While throughout most of Inferno Dante and Virgil have no problems convincing shades to share their stories, the further Dante travels down into Hell, the more reticent the shades are to have their stories told. The act of storytelling changes so that Dante finds himself recording the motivations for why the shades don’t wish their stories told, and in the case of Bocca, using telling stories as a kind of literary blackmail. In canto 18, Venedico Caccianemico says “unwillingly I tell it” (line 52). Yet he goes on to say that the reason he does tell is because he has been “moved only by the truth of what you’ve said” (line 53). Again in Canto 21, Dante addresses the idea of what his Comedy will discuss and cover when he says he and Virgil reached the highest point and that they were “speaking/of things my Comedy does not care to sing.” (lines 2-3). One has to wonder, with such a grand undertaking, and how specific he is, what exactly Dante would see as something that he didn’t care to write or explain.

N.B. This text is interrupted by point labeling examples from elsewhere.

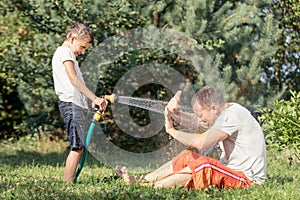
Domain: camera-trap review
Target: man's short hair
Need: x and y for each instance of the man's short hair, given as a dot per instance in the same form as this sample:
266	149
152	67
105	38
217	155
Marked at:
208	96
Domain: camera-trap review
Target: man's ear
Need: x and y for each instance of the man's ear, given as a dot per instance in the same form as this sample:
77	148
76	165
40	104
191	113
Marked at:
214	108
73	38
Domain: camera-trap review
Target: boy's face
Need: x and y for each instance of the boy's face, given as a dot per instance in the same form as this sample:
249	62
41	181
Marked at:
207	115
78	46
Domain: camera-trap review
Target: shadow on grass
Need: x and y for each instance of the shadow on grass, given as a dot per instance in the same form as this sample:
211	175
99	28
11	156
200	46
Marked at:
280	179
22	157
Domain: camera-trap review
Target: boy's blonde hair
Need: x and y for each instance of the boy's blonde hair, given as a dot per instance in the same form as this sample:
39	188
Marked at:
81	31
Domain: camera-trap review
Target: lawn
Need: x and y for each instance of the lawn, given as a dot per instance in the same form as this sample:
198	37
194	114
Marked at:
33	170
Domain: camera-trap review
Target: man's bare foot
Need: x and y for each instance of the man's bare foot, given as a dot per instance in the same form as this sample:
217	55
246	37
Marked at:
122	172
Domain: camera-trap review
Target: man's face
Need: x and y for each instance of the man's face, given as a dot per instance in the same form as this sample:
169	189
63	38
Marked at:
79	46
207	115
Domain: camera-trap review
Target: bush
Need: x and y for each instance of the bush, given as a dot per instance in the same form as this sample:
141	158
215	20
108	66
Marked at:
282	123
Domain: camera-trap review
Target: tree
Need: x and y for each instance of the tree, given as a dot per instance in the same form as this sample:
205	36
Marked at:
240	36
285	70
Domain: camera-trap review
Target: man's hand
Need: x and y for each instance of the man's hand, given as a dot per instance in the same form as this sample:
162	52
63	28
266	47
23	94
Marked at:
170	109
174	102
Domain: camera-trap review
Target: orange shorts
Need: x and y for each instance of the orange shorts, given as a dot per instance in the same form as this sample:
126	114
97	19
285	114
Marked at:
208	171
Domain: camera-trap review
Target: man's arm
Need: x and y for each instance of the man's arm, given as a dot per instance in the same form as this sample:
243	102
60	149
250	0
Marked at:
199	141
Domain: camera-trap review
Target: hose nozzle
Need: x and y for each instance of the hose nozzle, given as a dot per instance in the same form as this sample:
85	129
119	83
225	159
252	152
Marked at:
111	98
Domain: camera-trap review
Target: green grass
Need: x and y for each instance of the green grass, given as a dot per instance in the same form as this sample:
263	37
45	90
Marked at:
33	170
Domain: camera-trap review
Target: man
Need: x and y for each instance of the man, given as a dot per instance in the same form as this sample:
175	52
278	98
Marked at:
243	159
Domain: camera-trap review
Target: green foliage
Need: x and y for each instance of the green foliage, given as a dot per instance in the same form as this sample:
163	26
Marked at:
35	170
282	123
286	63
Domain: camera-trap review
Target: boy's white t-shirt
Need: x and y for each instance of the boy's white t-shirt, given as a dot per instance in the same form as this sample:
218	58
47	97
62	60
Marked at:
62	84
245	149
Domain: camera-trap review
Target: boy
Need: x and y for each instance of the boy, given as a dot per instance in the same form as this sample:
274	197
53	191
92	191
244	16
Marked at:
72	92
243	159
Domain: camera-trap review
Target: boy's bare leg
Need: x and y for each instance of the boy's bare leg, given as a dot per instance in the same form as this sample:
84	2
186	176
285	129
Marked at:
71	165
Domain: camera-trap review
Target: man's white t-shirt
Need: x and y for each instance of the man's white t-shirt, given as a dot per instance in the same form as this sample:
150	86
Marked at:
62	84
244	150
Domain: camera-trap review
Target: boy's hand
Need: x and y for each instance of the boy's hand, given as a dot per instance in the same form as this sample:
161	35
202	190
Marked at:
100	103
174	102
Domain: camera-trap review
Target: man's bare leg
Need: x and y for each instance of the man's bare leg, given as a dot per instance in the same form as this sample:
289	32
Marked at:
160	173
180	179
71	165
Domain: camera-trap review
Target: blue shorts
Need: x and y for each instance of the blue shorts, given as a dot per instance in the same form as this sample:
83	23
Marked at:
74	121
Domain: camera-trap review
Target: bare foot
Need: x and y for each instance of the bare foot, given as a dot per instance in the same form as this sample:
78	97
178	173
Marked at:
122	172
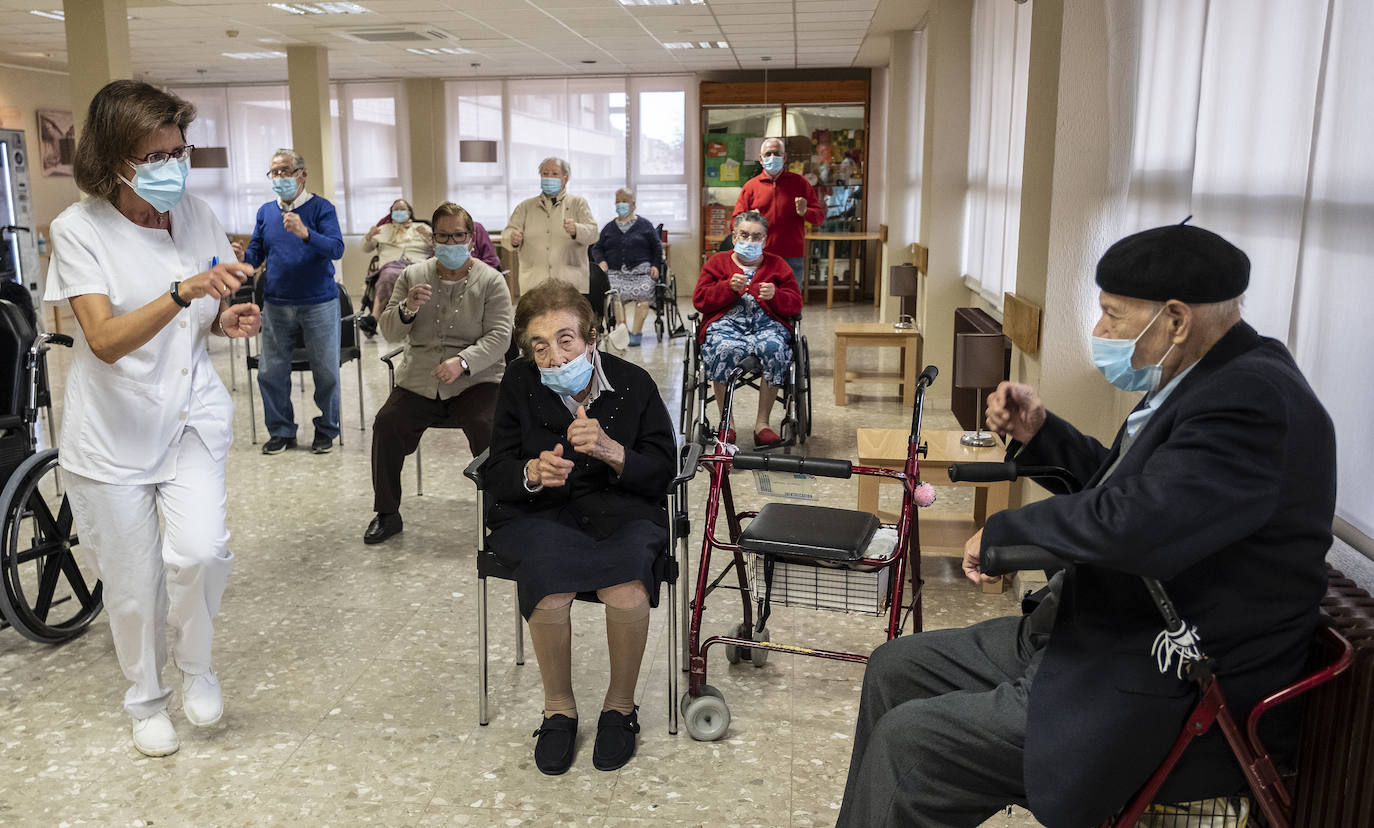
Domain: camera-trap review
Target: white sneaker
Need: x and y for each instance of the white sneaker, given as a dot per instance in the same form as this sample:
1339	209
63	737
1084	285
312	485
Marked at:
201	698
155	736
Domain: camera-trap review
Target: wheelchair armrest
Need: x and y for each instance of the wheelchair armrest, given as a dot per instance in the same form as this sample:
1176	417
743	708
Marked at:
390	356
474	470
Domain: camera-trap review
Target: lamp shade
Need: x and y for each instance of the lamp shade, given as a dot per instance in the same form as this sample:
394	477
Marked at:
477	151
902	280
980	360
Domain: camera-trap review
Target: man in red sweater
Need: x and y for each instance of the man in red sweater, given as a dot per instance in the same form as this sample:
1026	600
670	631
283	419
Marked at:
786	201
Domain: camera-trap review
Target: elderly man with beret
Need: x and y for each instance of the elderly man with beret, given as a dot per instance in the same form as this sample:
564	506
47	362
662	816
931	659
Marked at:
1220	484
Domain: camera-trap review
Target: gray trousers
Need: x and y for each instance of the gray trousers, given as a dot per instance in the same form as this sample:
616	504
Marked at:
941	725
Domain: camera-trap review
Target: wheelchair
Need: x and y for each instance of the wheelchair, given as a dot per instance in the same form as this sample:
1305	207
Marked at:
694	420
44	591
1273	798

In canto 32, Dante encounters the most resistance from shades not wanting to tell their story. Camiscion de’ Pazzi says that Dante will “coax no further words from me” (line 67). However, Dante continues to try to bribe the stories out of shades by promising to make them famous, and it continues to work until Dante encounters Bocca. Dante tries to convince him to tell his story: “if it’s fame you seek, /it might turn out to your advantage/if I put your name amoung the others I have noted.” (lines 91-93). However, the shade of Bocca is not to be moved, and not even the physical violence Dante commits against him can make Bocca tell his story. However, by this point, Dante does not need Bocca to tell his own story, he has figured it out and threatens to use what he knows “to your shame/shall I bring back true news of you” (lines 110-111). Bocca is an oddity in that he seems not to care what Dante will say of him, he tells him to “tell what tale you will” (line 112). While Dante encounters two more shades who tell their story, Count Ugolino and Fra Aberigo, neither has to be prompted or bribed by Dante to do so.
It seems fitting that Bocca’s story is the last we hear. Dante has reached the end of his story to tell, and how ironic that the last person whose story we hear does so unwillingly. If we return to the idea of Dante wanting his readers to extract truth and not reality, maybe the end analysis is that the truth is, no matter what. Just as Dante will tell Bocca’a tale, and the “true news” no matter what, so will Dante tell the greater truth through Inferno. Perhaps it is only through fiction, whether it is prose or poetry, that the truth can be told. Dante’s emphasis on great poets, their characters, the written word itself and the art of storytelling certainly seems to say as much.
Alighieri, Dante. Inferno. Ed. Robert Hollander and Jean Hollander. January 2002. New York: Anchor Books, 2000.